Ch. 6 John Brown and Lincoln

"Most of our textbooks say nothing about Lincoln's internal debate. If they did show it, what teaching devices they would become! Students would see that speakers modify their ideas to appease and appeal to different audiences, so we cannot simply take their statements literally" (Loewen 179).

This is true. History textbooks are so boring--the never get to the meat: the details of behind the scenes, what people were really thinking, how it really felt to be in certain situations. Instead, it becomes dry and dull and as students, miss the connections that make those historical events part of our own individual history.

I was actually surprised to here about Lincoln's somewhat "on the fence" approach to the race issue.

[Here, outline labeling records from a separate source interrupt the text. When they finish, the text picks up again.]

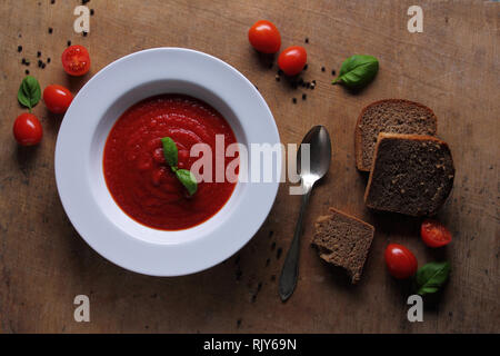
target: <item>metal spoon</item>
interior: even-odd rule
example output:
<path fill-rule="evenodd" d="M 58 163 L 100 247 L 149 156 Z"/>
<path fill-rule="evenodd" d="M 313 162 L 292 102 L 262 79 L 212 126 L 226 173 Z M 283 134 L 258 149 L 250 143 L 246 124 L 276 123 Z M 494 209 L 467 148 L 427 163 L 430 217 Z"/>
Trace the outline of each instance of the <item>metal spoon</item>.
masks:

He is always talked about as one of the greatest presidents because of his achievements to end slavery and racial discrimination. Now I think it was more like luck that the North was winning to influence him to sign the Emancipation Proclamation. I think if the South was winning, perhaps things could have turned out very differently.

To see him as a real man gives us a different view. It makes sense though. When we think about how often we all change our mind or develop new philosophies or ideas of what is right and wrong through personal experience or new knowledge, then it is understandable that all of our "heroes" were the same way. And YET, it somehow suits us to put them on a pedestal, dehumanizing them to nothing more than a trophy to represent one fact about them and not the whole picture. I think that if we did hear the whole story and could see the truth about the influence of political rhetoric, we would be more cautious and skeptical about just believing whatever we here. Instead, by remembering only the golden moment, we feel like it is the government or our leaders who have our best interests at heart, as if they know something we don’t. I guess that is the point of re-writing history in this way.